Ce fut déjà pour Duchâtel presque un retour en France lorsqu’au bout de deux jours il retrouva sur le sol d’Angleterre sa femme et ses enfans. Dans ce libre pays, les marques d’intérêt, de sympathie, d’estime, les soins hospitaliers, les ressources d’esprit ne pouvaient lui manquer, pas plus que les sujets d’étude dès que le cœur lui dirait de les mettre à profit; mais aux premiers momens la France seule attirait ses regards comme elle absorbait ses pensées. Il est vrai que la France méritait bien alors qu’on lui prêtât quelque attention. C’était une noble gageure qu’elle avait entreprise : après s’être laissé surprendre, elle tentait de se délivrer. Rien dans l’histoire ne fera plus d’honneur à cette bourgeoisie si mal inspirée, si coupable le 23 février, que son effort, j’ose dire héroïque, pour secouer le joug après l’avoir subi. Je ne parle que de la bourgeoisie, bien qu’une foule d’ouvriers aient eu le courageux bon sens de prendre aussi leur part de cette délivrance; mais ils n’avaient rompu avec leurs frères les turbulens et les agitateurs, ils ne s’étaient armés contre eux qu’à l’exemple de la bourgeoisie et soutenus par elle, car c’est d’elle, après tout, que dépend, quoi qu’on fasse, le sort de notre pays. Elle y sera longtemps encore, je pourrais dire toujours, l’arbitre de nos révolutions. Tant qu’elle tient bon, rien n’est à craindre, mais plus de frein possible dès qu’elle lâche pied.

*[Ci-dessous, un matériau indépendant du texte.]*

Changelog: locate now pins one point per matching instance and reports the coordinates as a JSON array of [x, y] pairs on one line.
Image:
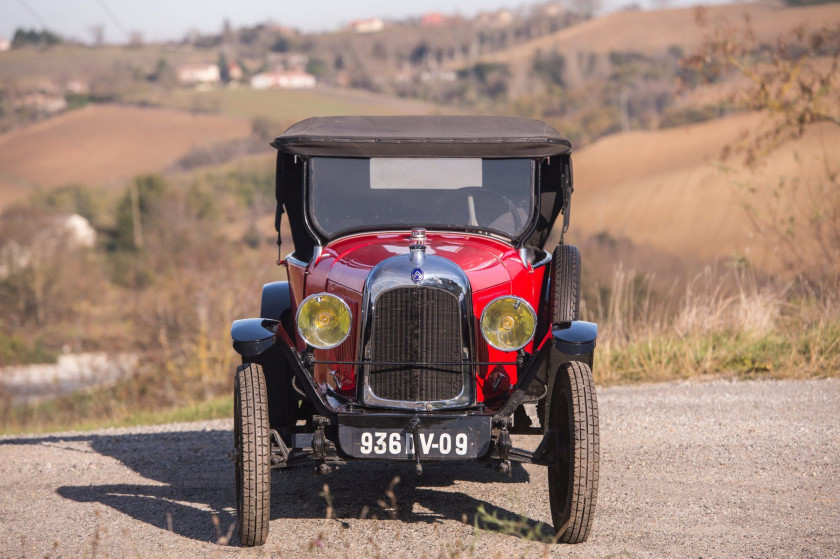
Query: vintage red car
[[421, 310]]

La victoire fut sanglante; l’ordre une fois rétabli, le péril écarté, que restait-il à faire pour assurer l’avenir, pour réparer l’erreur de février en fondant quelque chose? Notre exilé, qui suivait avec admiration dans ses terribles luttes cette société reprenant possession d’elle-même, ne cessait de s’interroger sur cet obscur problème. Fallait-il essayer d’améliorer la république et d’y accommoder nos mœurs? comment faire? Dans les classes moyennes, personne n’en voulait, hormis quelques sectaires, quelques théoriciens obstinés, et dans les ateliers elle n’avait pour elle que la partie la moins saine et la moins laborieuse de la population. Était-ce donc la monarchie qu’il fallait restaurer? mais laquelle? Celle qui venait de succomber aurait-elle meilleure chance une fois rétablie? pousserait-elle de plus fortes racines ? Pouvait-on se flatter que dans les mêmes conditions, sur le même terrain, toujours entre deux feux, pourchassée par le haut, assaillie par le bas, elle ne risquerait pas d’être encore emportée par un coup imprévu? Quant à celle dont la chute était moins récente et le principe plus ancien, ce principe à lui seul l’avait-il garantie? n’avait-elle pas subi la même catastrophe? Et pour la rétablir dans sa pureté native, dans son isolement, que d’obstacles insurmontables, que d’invincibles préjugés!